手のひらの上に花が零れる、そんな果実の小さなケーキを、僕は選んでキミに贈ろう。 


 ウサギみたいな瞳の彼女は、少し考え、小さく笑って、二十本の蝋燭を数え、淡い水色レースが縁取る紙に包んで、花束みたいなデコレーションの影に、そっと秘密めかした儀式みたいに、そっとそれを、忍ばせてくれた。 


 『ハピバスデイ!  幾つになってもみんな、ホントは好きなんですよねぇ、誕生日。
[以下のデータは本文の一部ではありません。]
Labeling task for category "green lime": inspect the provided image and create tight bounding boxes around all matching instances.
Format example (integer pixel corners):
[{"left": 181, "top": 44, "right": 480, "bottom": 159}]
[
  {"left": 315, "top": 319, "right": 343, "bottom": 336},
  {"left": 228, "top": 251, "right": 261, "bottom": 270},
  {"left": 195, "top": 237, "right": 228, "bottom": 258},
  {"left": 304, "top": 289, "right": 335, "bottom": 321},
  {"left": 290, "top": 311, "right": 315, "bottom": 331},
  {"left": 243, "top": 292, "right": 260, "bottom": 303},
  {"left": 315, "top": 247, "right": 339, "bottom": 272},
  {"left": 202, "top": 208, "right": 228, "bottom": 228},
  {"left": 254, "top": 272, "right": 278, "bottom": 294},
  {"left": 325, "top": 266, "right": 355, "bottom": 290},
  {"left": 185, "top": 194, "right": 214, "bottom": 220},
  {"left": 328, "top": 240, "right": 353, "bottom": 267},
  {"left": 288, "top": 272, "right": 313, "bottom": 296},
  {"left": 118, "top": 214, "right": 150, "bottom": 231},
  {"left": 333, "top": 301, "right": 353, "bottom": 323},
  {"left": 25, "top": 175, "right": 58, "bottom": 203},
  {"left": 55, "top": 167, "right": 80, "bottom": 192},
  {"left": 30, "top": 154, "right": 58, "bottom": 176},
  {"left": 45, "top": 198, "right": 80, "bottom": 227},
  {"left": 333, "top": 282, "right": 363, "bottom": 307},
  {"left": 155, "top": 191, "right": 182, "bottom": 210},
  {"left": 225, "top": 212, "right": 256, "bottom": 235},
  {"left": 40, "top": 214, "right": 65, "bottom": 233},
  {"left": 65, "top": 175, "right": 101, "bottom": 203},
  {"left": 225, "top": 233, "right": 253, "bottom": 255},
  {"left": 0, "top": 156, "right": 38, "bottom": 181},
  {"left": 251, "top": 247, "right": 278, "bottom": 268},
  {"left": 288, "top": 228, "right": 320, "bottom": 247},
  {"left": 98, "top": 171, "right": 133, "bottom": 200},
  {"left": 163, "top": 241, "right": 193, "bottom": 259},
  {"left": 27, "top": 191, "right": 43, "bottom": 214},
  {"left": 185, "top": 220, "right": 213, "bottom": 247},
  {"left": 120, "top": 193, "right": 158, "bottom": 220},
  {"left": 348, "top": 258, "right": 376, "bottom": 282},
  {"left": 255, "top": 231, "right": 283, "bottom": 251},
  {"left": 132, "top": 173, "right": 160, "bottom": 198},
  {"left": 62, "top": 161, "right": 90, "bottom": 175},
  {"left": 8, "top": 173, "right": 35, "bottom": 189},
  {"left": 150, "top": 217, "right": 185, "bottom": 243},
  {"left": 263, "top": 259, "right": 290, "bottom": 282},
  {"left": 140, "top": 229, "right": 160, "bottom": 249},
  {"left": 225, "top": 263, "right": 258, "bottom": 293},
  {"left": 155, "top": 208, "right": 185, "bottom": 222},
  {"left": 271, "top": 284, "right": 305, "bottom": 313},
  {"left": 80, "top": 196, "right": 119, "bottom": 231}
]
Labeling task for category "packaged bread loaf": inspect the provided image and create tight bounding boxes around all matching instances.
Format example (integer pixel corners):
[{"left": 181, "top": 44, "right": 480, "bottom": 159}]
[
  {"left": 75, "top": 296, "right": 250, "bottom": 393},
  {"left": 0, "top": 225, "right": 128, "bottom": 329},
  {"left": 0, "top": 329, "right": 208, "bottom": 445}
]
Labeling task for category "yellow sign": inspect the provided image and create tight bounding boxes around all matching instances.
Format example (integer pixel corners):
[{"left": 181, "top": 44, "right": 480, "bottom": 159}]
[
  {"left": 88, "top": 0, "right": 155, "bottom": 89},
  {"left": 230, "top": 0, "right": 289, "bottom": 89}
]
』


 差し出す彼女の指先はまるで、聖なる夕暮れの薔薇色の空。 綺麗だね、こんなのどこかで見たことがある、桜貝のホログラムだった、仄かに蒼く揺らいでいたよ。 あんなふうな、夕焼けの空、キミは覚えているだろうか? キミはきっと、笑うだろうか? 弓なりの眉を片方上げて、偽悪的に、魅惑的に、確信犯のキミはきっと僕を笑うだろう。 


  ――― あんたと見た空なんて、
         小馬鹿にしたような見下げた目で見た蒼なんて、今すぐ、綺麗に、忘れてやるよ!
 

 やっぱり忘れるかい? あぁでも、かまやしない。 

 それでも僕は、僕はキミと見たあの夕暮れ、ホログラムの夕焼けの空を、何年経っても一人になっても、息が詰まりそうに薔薇色の空を、僕は決して忘れはしない。 鬱陶しいだろ? 怖いって思う? キミはそうだね、ずっとを嫌がる、明日と今日が続くなんて事キミには辛くて仕方ないんだ。 だけども、思いは、想う気持ちは、はいココまでだと切り取れやしない。 キミに伝えた言葉は続いて、何百回、何千回、何万回伝えたかわからない、愛してる、愛していると、伝えた言葉と同じ、強い気持ちを僕は、決して忘れはしないんだ。 


 それだから、僕は、蝋燭を灯した。 


 捻じ曲がった標識、剥がれかけた掲示板、キミと別れた、キミを見送る、後姿にただただ焦がれた、この三叉路からから、先の見えないアスファルトの上、僕は順繰り蝋燭を灯す。 二十六歩に一本の火を、一歩一歩キミから離れて、やがて蕩ける月を仰ぐ、振り向かずに行く木蓮の下。 二十本目の炎の先に、僕は笑ったキミを想う。 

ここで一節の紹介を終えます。